I have been reading a fascinating book on Japan and its faltering economy and culture entitled Shutting out the Sun, by Zielenziger.  It describes the various ways Japanese culture seems to be failing, economically and sociologically.  The economic growth rate on average has been under one percent for 15 years.  Japan’s birthrate is the lowest in the industrialized world and the population has been shrinking since 2005.  Japan suffers one of the highest suicide rates in the world and one to two million mostly young men have become recluses in their own homes, called the “hikikomori” or “withdrawn ones.” 

In 1853 the American Admiral Perry forced the “hermit kingdom” into the modern world.  For 47 years after this opening Protestant missionaries worked in Japan with considerable success.  An average of 5,000 people were baptized every year.  But Japan remained a very mono-ethnic and intensively group-oriented society.  Then in 1890 new laws were promulgated that enshrined Shinto in a new political structure.  Political and religious unity became synonymous and the group culture became even more intense.  Baptisms dropped immediately to about 1,000 per year and have never recovered.

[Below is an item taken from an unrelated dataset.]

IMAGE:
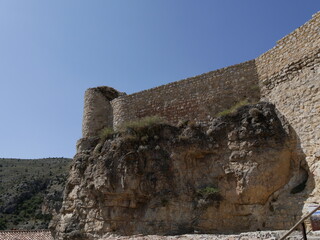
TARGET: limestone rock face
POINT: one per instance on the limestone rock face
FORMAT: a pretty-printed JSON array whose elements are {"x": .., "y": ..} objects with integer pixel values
[{"x": 161, "y": 179}]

This intense group orientation continued after World War II and led to a lack of diversity, both ethnically and in the arena of ideas.  This led to the stifling of creativity and the crushing of individuals.  Bullying is normal, not only in schools, but in the workplace.  Those who do not conform are frozen out of the society in a blanket of silence and shame. And the system, once the envy of the industrialized world, is failing.

What does Jesus have to say about this?  Zielenziger makes the startling assertion, backed up by many Japanese commentators, that Japan desperately needs outsiders to bring new social and intellectual ideas into Japanese culture. He even mentions a Japanese woman who was set free from her bondage to the system through faith in Christ.  We are now living in that woman’s home here in Nagoya.  There is a growing awareness that social isolationism is killing Japan.  I think Jesus is saying that this is a kairos moment for Japan.  There is openness and a searching for answers outside of the existing system.  CIU needs to give renewed focus on Japan for missionary service.